Longevity and Ageing: The Sleeping Giants of Public Policy

May 6, 2007

Ageing

The Sleeping Giants of Public Policy.

Increasing longevity will be the biggest social change in Australia over the next 30 years. It will change the way all Australians live, work and play, not just older Australians. Government has a critical role to play in ensuring these changes develop in ways which sustain prosperity, ensure fairness and offer dignity both for older Australians and their descendants. Yet we have only recently begun to consider the implications of this change. In the realms of public policy challenges, longevity is a sleeping giant.

The public policy task is to turn ageing from a threat into an opportunity, to enable citizens and institutions to create social and economic benefits from ageing rather than simply manage social and economic costs. This involves fundamental shifts in our most established social structures. We must rethink the notion of retirement, reshaping it from a binary condition into one of blended stages. We must build new service sectors which sustain the participation of older Australians in education, leisure and community while providing new jobs and skills for younger Australians.
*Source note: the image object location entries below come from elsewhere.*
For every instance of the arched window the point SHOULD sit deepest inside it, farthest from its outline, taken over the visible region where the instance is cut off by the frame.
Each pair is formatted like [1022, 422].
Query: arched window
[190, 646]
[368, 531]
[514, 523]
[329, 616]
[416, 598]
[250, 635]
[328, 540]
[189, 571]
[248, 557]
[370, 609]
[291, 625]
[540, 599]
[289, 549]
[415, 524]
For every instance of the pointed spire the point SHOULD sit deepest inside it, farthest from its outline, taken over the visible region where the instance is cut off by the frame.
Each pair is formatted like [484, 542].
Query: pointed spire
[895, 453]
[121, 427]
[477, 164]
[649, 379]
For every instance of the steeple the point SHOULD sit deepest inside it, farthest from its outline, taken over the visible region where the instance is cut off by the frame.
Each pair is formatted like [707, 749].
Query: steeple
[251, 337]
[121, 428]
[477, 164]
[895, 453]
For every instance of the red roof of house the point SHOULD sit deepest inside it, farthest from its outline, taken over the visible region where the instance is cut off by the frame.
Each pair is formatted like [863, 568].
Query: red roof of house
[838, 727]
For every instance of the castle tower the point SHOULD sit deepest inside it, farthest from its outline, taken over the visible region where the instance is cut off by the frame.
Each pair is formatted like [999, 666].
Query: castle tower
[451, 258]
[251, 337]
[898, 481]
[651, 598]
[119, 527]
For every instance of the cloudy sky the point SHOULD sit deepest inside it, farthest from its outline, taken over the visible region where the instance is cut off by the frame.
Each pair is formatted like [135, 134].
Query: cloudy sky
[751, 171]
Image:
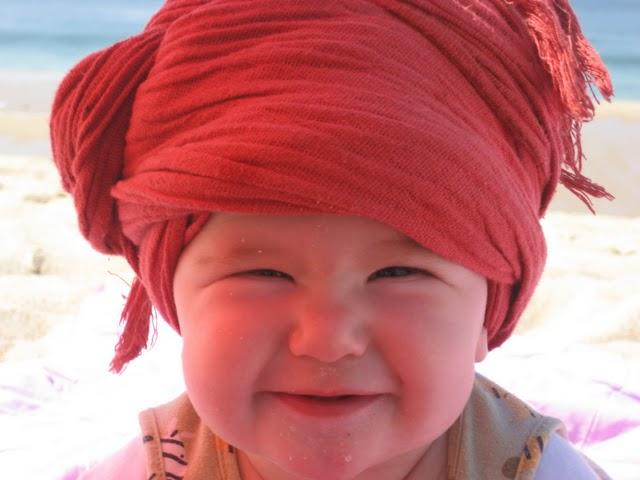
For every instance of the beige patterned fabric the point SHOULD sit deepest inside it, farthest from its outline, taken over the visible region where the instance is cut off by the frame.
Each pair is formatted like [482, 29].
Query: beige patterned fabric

We must develop alternative models of care which rely less on large institutional facilities and more on decentralized in-home care supported by new workforces, design and technology.
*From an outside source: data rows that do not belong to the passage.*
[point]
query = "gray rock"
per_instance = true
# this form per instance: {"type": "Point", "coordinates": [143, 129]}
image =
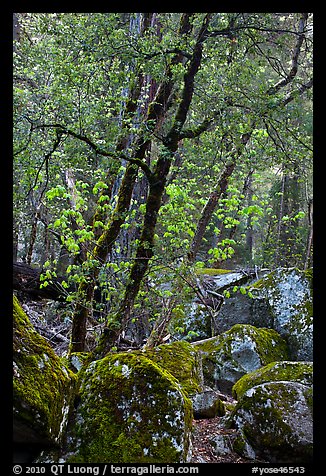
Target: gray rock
{"type": "Point", "coordinates": [276, 418]}
{"type": "Point", "coordinates": [207, 404]}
Per Capita’s longevity project examines the societal challenges of longevity and develops new policy approaches for positive and healthy ageing. The aim of the project is to empower older Australians as they are living into their 80s and 90s by increasing their participation in society, their mobility and quality of life.

We will explore three distinct areas of the longevity challenge:

1. Healthcare and Quality of Life
2. Financial Security
3. Social Participation

The overarching question across these distinct research areas is: how do we maintain a high quality of life for a society which is living longer? This project takes a whole-of-society approach to the issue of longevity. The mental, physical, mental, economic and social wellbeing of older Australians empowers them to be real participants our society, not just passive members of it. This is important in a civil society where all people should have the opportunity to contribute regardless of their age.